Однако не так просто делать вид, что зал не произвел на тебя впечатления, когда в первый раз посещаешь его в качестве оксфордского старшекурсника. На тебе пиджак, галстук, мантия (длинная на стипендиатах, короткая на всех остальных); ты стоишь, немного дрожа, пока читается на латыни молитва Крайст-Черча «Nos miseri homines…»; ты садишься на свое место на скамье и украдкой бросаешь взгляды на портреты, потолок, горгульи, стол для почетных гостей… и думаешь: «Неужели я действительно нахожусь здесь — в Крайст-Черче, в Оксфорде?»

Те, кто сидит рядом, думают точно так же, хотя и не говорят об этом вслух. Даже тусклая разношерстная молодежь в светло-серых костюмах и галстуках из синтетики и с северным акцентом — им не привелось учиться в закрытых учебных заведениях, поэтому они впервые оказались вне дома — лучше владеет собой и проявляет меньшее беспокойство, чем ты. Что касается тех, кто одет в хорошо скроенные твидовые костюмы и говорит сочным голосом, то они с первого дня ведут себя так, будто они тут хозяева.

Прислушиваешься к разговорам ближайших к тебе твидовых пиджаков — Итон, путешествия во время академического отпуска, общие друзья — и пытаешься придумать способ, чтобы пробраться в их круг. Ищешь какую-нибудь щель и не находишь ее. Ты не был в Итоне и занимался не тем, чем нужно, во время отпуска — поехал в Африку, тогда как нужно было поболтаться по Индии или пожить на ферме у дальних родственников в Австралии, — и друзей общих нет. А теперь ты нечаянно слишком пристально разглядываешь их и понимаешь это лишь тогда, когда сидящая с ними сероглазая девушка — кажется, кто-то из них назвал ее Молли — спрашивает с поразительной уверенностью в голосе: «Вам что-нибудь передать?» — «О, да. Соль, пожалуйста, — отвечаешь ты, пытаясь успеть за это мгновение переключить свой голос, чтобы имитировать их произношение: — Не могли бы вы передать мне соль?» И втайне надеешься, что, услышав твой акцент, они сразу поймут, что ты один из них, станут твоими друзьями на всю жизнь, пригласят тебя в свои огромные и величественные дома, где ты будешь напиваться в стельку дорогими винами из их гигантских погребов, завязывать романы с их сестрами, делать безрассудные вещи в спортивных автомобилях, спускаться на санях с Креста-Ран, нюхать кокаин из украшенных гербами ложек, баловаться героином и общаться с дьяволом в родовых склепах. Вместо этого тебе просто передают соль.

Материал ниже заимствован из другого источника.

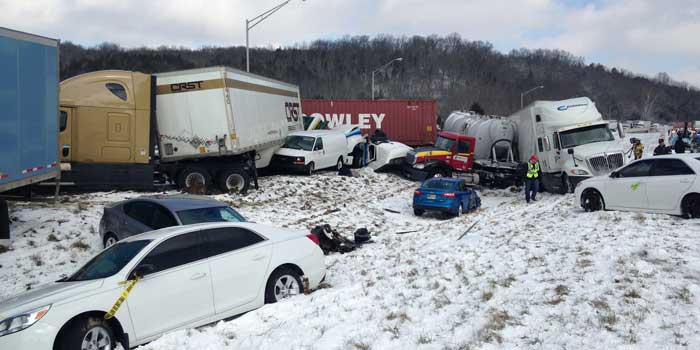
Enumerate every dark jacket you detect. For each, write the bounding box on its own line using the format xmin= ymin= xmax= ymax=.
xmin=673 ymin=136 xmax=685 ymax=153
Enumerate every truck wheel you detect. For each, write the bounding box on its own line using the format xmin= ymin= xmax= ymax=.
xmin=561 ymin=174 xmax=576 ymax=194
xmin=177 ymin=166 xmax=211 ymax=194
xmin=335 ymin=157 xmax=343 ymax=170
xmin=217 ymin=167 xmax=250 ymax=194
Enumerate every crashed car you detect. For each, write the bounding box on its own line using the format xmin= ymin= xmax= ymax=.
xmin=413 ymin=178 xmax=481 ymax=216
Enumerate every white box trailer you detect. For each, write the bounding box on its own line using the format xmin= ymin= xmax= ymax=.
xmin=59 ymin=67 xmax=303 ymax=192
xmin=156 ymin=67 xmax=302 ymax=168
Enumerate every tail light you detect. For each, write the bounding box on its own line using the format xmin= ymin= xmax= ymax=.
xmin=306 ymin=233 xmax=318 ymax=245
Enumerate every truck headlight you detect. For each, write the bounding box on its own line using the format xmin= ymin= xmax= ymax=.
xmin=570 ymin=169 xmax=590 ymax=176
xmin=0 ymin=305 xmax=51 ymax=337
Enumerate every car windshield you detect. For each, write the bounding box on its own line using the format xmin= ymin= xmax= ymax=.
xmin=435 ymin=136 xmax=455 ymax=151
xmin=282 ymin=135 xmax=316 ymax=151
xmin=423 ymin=180 xmax=455 ymax=190
xmin=63 ymin=239 xmax=151 ymax=282
xmin=559 ymin=125 xmax=615 ymax=148
xmin=177 ymin=207 xmax=245 ymax=225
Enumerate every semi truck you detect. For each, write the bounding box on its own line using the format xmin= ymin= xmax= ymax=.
xmin=406 ymin=97 xmax=625 ymax=193
xmin=0 ymin=27 xmax=60 ymax=245
xmin=59 ymin=67 xmax=302 ymax=192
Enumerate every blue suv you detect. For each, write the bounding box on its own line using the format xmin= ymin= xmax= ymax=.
xmin=413 ymin=178 xmax=481 ymax=216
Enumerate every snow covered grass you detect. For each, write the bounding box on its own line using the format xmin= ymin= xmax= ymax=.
xmin=0 ymin=167 xmax=700 ymax=350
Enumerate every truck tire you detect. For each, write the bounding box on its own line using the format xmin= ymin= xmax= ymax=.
xmin=561 ymin=174 xmax=576 ymax=194
xmin=177 ymin=165 xmax=211 ymax=194
xmin=216 ymin=167 xmax=250 ymax=194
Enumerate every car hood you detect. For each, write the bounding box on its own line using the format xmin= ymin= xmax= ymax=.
xmin=275 ymin=148 xmax=310 ymax=157
xmin=574 ymin=141 xmax=624 ymax=157
xmin=0 ymin=279 xmax=104 ymax=320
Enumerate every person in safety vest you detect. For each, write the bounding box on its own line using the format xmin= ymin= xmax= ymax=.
xmin=525 ymin=154 xmax=540 ymax=203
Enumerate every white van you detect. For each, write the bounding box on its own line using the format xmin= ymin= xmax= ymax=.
xmin=271 ymin=130 xmax=352 ymax=175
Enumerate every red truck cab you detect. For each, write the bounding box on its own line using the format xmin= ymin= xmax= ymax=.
xmin=404 ymin=132 xmax=476 ymax=181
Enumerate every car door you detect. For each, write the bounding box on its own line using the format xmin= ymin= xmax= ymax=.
xmin=313 ymin=136 xmax=330 ymax=169
xmin=202 ymin=227 xmax=272 ymax=313
xmin=126 ymin=232 xmax=214 ymax=340
xmin=647 ymin=158 xmax=696 ymax=210
xmin=119 ymin=201 xmax=154 ymax=237
xmin=603 ymin=160 xmax=653 ymax=209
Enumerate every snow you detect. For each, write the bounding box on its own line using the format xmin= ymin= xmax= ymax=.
xmin=0 ymin=155 xmax=700 ymax=350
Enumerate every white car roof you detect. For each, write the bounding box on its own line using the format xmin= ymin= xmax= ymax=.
xmin=122 ymin=222 xmax=303 ymax=242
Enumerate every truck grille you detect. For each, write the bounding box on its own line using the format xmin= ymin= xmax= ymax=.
xmin=588 ymin=153 xmax=625 ymax=175
xmin=406 ymin=152 xmax=416 ymax=164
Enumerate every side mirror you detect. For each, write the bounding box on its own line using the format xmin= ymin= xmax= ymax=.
xmin=129 ymin=264 xmax=156 ymax=279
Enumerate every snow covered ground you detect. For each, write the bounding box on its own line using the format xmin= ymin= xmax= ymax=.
xmin=0 ymin=152 xmax=700 ymax=350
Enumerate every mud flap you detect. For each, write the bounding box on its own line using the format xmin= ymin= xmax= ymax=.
xmin=0 ymin=200 xmax=10 ymax=247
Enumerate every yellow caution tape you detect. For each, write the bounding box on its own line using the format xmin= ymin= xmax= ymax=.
xmin=105 ymin=276 xmax=141 ymax=320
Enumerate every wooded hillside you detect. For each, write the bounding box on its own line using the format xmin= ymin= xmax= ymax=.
xmin=61 ymin=34 xmax=700 ymax=121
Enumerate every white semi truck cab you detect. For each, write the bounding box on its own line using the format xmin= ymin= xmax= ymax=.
xmin=508 ymin=97 xmax=625 ymax=192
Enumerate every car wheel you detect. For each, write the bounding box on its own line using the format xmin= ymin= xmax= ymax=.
xmin=335 ymin=157 xmax=343 ymax=170
xmin=177 ymin=166 xmax=211 ymax=194
xmin=217 ymin=167 xmax=250 ymax=193
xmin=682 ymin=194 xmax=700 ymax=219
xmin=102 ymin=232 xmax=119 ymax=248
xmin=265 ymin=267 xmax=304 ymax=304
xmin=57 ymin=317 xmax=117 ymax=350
xmin=581 ymin=190 xmax=605 ymax=212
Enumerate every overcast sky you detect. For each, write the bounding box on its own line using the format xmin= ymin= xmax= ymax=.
xmin=0 ymin=0 xmax=700 ymax=87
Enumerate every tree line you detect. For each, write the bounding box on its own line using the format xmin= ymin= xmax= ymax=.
xmin=60 ymin=34 xmax=700 ymax=122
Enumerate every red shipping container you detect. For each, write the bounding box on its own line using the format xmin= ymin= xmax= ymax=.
xmin=301 ymin=100 xmax=437 ymax=146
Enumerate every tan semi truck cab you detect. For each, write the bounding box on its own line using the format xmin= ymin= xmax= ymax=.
xmin=59 ymin=67 xmax=301 ymax=192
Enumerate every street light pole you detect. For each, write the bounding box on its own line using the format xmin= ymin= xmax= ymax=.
xmin=372 ymin=57 xmax=403 ymax=101
xmin=245 ymin=0 xmax=306 ymax=72
xmin=520 ymin=85 xmax=544 ymax=109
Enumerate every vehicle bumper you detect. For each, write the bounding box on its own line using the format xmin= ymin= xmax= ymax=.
xmin=270 ymin=162 xmax=308 ymax=173
xmin=413 ymin=203 xmax=459 ymax=214
xmin=401 ymin=163 xmax=428 ymax=181
xmin=0 ymin=321 xmax=58 ymax=350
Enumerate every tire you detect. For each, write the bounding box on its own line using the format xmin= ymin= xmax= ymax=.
xmin=561 ymin=174 xmax=576 ymax=194
xmin=102 ymin=232 xmax=119 ymax=248
xmin=55 ymin=317 xmax=117 ymax=350
xmin=581 ymin=190 xmax=605 ymax=212
xmin=335 ymin=157 xmax=343 ymax=170
xmin=216 ymin=167 xmax=250 ymax=194
xmin=681 ymin=193 xmax=700 ymax=219
xmin=265 ymin=267 xmax=304 ymax=304
xmin=177 ymin=166 xmax=211 ymax=193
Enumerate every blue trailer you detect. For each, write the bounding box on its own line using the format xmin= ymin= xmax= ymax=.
xmin=0 ymin=27 xmax=60 ymax=244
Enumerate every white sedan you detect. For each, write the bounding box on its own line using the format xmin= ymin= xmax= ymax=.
xmin=0 ymin=223 xmax=326 ymax=350
xmin=575 ymin=154 xmax=700 ymax=218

Еда, кстати, отвратительная. Жесткая, безвкусная, больничная.

В какой-то момент ты обращаешься к северным химикам и сразу же понимаешь, что с ними у тебя еще меньше общего, чем с итонцами.

Так как же в Оксфорде заводить приятелей? А черт его знает. Но вот спустя несколько месяцев, тихим зимним вечером в конце триместра между Рождеством и Пасхой, я стою с пятью или шестью приятелями, с которыми вышел из холла.

Мы слегка пьяны от пива из кладовой колледжа и стоим в начале каменной лестницы, сквозь балюстраду которой я в один прекрасный день, будучи в пьяном виде, ненамеренно помочусь на голову проходящей внизу преподавательницы.

Мы готовим кавалерийскую атаку вдоль восточного края Большого двора.

— Спокойно, ребята, спокойно, — говорит Руфус, наш фактический предводитель.